Paris lâchera du lest dès que sur le tapis vert, les Etats-Unis se montreront
plus « compréhensifs ». Et il est fort à parier, si ce coup de
poker réussit, que la France se trouvera aux premières loges lors de l’invasion
de l’Irak. L’absence d’utilisation de son veto à l’ONU se monnaiera
donc… cher.
Marchandage
en Asie : Le cas Russe et Chinois
Le cas de
ses deux pays est quelque peu distinct. La Russie n’a pas besoin du pétrole
de l’Irak. Cet immense pays est autosuffisant en matières énergétiques, et
il en exporte. Toutefois la crise irakienne est pour le gouvernement russe
intéressante à double titre. Elle contribuerait de prime abord à replacer la
Russie sur l’échiquier politique international, tout en lui permettrant d’en
tirer des avantages économiques non négligeables.
Car en s’alignant
sur la position française, la Russie espère recevoir des Etats-Unis, présents
à ses frontières, certaines garanties. D’une part, la politique américaine
en Asie centrale se devra d’être moins agressive et s’accompagner d’un
repli stratégique de leur sphère d’influence mise à mal suite à la guerre
en afghanistan.

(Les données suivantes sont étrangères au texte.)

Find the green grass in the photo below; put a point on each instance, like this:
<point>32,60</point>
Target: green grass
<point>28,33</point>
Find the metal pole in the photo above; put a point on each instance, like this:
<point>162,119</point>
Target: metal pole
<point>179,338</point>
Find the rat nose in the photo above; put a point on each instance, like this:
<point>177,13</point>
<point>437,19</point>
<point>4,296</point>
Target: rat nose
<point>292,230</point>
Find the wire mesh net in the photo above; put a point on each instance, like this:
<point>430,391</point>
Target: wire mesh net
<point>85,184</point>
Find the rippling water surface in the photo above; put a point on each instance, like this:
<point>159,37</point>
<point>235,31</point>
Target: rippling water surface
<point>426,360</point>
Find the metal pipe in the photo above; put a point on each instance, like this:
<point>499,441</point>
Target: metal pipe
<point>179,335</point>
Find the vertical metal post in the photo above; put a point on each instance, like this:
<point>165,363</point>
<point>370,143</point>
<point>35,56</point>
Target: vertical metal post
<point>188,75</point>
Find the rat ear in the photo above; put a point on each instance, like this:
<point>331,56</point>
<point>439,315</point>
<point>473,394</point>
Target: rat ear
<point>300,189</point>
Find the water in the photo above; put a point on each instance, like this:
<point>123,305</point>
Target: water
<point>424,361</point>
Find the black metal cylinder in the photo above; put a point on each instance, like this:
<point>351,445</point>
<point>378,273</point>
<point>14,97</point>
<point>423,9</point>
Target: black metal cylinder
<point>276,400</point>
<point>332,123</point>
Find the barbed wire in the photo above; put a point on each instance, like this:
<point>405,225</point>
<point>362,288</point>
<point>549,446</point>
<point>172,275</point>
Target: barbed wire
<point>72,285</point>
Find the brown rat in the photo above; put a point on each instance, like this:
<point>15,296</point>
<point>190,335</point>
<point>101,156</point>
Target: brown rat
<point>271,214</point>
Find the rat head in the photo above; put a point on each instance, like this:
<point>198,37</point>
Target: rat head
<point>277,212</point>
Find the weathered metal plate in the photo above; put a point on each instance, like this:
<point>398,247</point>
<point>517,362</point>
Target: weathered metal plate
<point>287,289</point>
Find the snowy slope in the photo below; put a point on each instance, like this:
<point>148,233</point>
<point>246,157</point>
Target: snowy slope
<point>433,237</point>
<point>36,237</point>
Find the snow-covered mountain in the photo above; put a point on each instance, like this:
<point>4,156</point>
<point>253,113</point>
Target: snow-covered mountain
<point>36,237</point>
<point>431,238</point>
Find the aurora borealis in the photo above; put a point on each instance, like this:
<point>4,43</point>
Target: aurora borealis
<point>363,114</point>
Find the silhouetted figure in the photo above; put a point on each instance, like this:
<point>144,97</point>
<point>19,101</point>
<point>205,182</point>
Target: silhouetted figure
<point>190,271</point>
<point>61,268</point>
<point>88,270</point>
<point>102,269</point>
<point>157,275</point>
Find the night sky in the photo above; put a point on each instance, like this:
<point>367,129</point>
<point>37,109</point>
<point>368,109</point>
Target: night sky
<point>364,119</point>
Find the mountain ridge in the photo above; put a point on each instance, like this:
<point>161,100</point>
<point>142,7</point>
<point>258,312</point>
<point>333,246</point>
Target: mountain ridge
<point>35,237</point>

On peut de même légitimement penser que les Etats-Unis
fermeront les yeux sur le cas Tchétchène pour un bon bout de temps, en ne
manquant pas de le qualifier de problème interne (la position de la France sur
le sujet est assez éloquente).
Ensuite,
la Russie verra sa part de marché dans le secteur pétrolier augmenter dans un
Irak sous contrôle américain. Il est utile de se rappeler que lors des
premières accusations de l’équipe Bush à l’encontre de Saddam Hussein,
une multitude d’accords ont été signés à la va vite par la Russie et le
gouvernement irakien. (Des contrats de plus de 40 milliards de dollars sur 20
ans). Cette manœuvre « préventive » de la Russie avait pour but de
prévoir une monnaie d’échange lors de futures négociations avec les
Etats-Unis. Il est intéressant de noter que l’administration américaine, en
ce qui concerne la répartition future du gâteau irakien, n’a pas exclu de
donner une part à la Russie. Un changement d’attitude de Moscou est donc à
prévoir sur le court terme.
Le
mutisme actuel de la Chine introduit une nouvelle donne. Généralement plus
expansifs quand il s'agit de contester « l’impérialisme »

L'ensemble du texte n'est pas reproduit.